With fertile ground for grains and vineyards in an area called Álava, and good land for livestock breeding in Vizcaya and Guipúzcoa, Basque country has a rich culinary heritage. It’s no wonder then that today the region boasts almost 40 Michelin starred restaurants. Basque cuisine, and particularly the good eating for which San Sebastián is so well known, is internationally recognised thanks to the chefs who have earned it fame the world over.

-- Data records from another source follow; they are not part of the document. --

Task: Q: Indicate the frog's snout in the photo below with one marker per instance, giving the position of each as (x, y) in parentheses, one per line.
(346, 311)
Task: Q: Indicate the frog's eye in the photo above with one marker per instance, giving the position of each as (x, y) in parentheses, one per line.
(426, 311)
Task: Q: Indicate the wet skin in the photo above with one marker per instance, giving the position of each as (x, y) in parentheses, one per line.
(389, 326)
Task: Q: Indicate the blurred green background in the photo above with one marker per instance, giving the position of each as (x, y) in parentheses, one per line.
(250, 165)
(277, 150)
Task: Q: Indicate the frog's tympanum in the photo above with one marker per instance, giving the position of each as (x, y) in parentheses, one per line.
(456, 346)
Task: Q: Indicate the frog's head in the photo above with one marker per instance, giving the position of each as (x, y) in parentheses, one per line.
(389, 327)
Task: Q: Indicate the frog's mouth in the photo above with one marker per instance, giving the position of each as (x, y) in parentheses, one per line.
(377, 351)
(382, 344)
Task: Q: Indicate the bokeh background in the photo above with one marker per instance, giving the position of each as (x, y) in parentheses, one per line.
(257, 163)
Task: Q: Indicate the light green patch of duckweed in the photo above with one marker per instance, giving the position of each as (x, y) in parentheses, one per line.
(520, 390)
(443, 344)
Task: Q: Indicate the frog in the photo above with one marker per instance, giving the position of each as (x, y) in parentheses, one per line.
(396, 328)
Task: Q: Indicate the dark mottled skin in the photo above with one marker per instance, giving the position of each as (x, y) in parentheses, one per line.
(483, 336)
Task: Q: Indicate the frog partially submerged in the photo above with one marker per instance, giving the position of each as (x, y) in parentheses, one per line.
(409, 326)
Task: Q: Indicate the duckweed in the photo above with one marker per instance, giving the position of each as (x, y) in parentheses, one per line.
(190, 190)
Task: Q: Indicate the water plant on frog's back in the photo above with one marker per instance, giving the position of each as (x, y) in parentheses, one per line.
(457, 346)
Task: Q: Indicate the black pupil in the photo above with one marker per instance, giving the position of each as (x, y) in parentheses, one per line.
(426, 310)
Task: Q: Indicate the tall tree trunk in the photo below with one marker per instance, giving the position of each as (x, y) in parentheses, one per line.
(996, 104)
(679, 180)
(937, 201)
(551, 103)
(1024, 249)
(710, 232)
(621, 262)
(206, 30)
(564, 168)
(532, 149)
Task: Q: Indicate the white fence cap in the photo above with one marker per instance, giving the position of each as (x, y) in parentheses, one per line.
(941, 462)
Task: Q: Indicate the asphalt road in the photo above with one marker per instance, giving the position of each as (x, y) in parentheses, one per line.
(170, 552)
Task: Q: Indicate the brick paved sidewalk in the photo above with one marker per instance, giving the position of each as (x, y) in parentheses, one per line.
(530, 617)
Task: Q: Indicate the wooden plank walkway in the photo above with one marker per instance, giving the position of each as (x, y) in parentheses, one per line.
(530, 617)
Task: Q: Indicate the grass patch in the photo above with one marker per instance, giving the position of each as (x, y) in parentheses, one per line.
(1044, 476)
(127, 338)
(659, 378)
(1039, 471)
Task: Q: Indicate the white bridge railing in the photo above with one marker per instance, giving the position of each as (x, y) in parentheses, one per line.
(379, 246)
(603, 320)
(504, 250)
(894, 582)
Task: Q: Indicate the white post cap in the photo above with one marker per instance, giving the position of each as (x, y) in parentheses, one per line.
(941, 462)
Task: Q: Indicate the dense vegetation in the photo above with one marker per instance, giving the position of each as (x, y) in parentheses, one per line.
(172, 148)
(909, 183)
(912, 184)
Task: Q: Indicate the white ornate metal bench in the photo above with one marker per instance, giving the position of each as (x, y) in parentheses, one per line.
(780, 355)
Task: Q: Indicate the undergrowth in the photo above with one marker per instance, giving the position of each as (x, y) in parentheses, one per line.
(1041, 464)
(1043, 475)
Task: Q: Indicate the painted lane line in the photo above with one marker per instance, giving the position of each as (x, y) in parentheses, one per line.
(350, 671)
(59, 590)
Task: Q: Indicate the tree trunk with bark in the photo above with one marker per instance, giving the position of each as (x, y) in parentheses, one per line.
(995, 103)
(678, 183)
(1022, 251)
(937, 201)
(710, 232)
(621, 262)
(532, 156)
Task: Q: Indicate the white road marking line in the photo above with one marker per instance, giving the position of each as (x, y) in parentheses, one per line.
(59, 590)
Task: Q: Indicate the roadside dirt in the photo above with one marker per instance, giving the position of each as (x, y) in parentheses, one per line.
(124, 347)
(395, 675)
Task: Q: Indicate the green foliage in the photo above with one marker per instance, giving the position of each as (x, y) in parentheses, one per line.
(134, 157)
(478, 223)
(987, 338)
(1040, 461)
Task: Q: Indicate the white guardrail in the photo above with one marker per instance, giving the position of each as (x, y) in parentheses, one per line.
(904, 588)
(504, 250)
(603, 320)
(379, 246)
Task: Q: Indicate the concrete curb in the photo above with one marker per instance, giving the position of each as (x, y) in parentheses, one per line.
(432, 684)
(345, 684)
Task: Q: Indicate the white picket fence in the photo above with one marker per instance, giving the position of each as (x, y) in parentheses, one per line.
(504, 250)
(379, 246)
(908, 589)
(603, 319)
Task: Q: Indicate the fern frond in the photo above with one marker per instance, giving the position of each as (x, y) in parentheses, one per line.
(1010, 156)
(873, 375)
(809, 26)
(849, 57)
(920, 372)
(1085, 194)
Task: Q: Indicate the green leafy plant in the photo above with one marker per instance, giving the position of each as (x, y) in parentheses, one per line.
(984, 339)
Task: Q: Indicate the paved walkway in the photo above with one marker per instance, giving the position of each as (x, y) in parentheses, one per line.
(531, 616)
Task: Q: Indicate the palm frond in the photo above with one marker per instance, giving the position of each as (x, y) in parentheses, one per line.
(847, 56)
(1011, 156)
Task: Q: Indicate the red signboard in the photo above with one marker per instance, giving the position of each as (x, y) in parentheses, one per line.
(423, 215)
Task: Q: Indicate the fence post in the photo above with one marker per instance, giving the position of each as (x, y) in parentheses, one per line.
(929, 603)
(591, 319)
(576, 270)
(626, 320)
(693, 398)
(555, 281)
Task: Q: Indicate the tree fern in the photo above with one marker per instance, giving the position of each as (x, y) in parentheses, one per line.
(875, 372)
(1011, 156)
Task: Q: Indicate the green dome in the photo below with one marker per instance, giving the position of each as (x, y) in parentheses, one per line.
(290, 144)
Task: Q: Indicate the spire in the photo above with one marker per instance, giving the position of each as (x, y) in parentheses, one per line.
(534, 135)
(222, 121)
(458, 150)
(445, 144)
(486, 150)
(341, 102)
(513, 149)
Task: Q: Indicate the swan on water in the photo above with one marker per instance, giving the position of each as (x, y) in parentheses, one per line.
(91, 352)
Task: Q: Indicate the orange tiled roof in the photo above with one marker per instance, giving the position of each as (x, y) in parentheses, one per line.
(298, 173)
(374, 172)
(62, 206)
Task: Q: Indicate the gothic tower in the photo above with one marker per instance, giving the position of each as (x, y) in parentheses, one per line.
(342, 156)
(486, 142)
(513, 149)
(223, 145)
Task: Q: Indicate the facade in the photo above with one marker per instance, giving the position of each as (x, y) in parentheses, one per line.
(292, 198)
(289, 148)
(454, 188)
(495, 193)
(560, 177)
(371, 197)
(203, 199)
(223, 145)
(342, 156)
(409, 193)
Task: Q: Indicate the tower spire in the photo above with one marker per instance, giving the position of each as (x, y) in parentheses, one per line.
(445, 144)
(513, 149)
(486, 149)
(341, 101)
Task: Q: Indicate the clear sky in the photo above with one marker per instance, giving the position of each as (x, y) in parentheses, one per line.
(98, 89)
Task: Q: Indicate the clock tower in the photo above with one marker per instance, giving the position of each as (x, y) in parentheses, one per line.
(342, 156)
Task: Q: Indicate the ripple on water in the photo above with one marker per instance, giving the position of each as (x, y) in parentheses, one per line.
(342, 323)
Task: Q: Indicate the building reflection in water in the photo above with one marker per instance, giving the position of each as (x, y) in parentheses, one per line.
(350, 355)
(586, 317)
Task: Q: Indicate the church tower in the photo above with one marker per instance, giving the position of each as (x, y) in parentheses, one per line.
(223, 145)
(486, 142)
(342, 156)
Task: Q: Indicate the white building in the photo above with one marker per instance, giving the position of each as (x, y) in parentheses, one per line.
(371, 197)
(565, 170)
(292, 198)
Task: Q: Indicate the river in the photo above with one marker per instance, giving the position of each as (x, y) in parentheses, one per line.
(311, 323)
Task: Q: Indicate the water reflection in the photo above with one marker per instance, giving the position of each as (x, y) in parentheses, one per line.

The 16 Michelin stars held by restaurants in the city vouch for the excellent everyday work of the local culinary artists who, with their feet well anchored to traditional Basque cuisine, have innovated until taking up their place in the vanguard of world gastronomy.
Basque cuisine refers to the cuisine of the Basque Country and includes meats and fish grilled over hot coals, marmitako and lamb stews, cod, Tolosa bean dishes, paprikas from Lekeitio, pintxos (Basque tapas), Idiazabal sheep's cheese, txakoli sparkling wine, and Basque cider. A basquaise is a type of dish prepared in the style of Basque cuisine that often includes tomatoes and sweet or hot red peppers.
Basque cuisine is influenced by the abundance of produce from the sea on one side and the fertile Ebro valley on the other. The great mountainous nature of the Basque Country has led to a difference between coastal cuisine dominated by fish and seafood, and inland cuisine with fresh and cured meats, many vegetables and legumes, and freshwater fish and salt cod. The French and Spanish influence is strong also, with a noted difference between the cuisine of either side of the modern border; even iconic Basque dishes and products, such as txakoli from the South, or Gâteau Basque (Biskotx) and Jambon de Bayonne from the North, are rarely seen on the other side.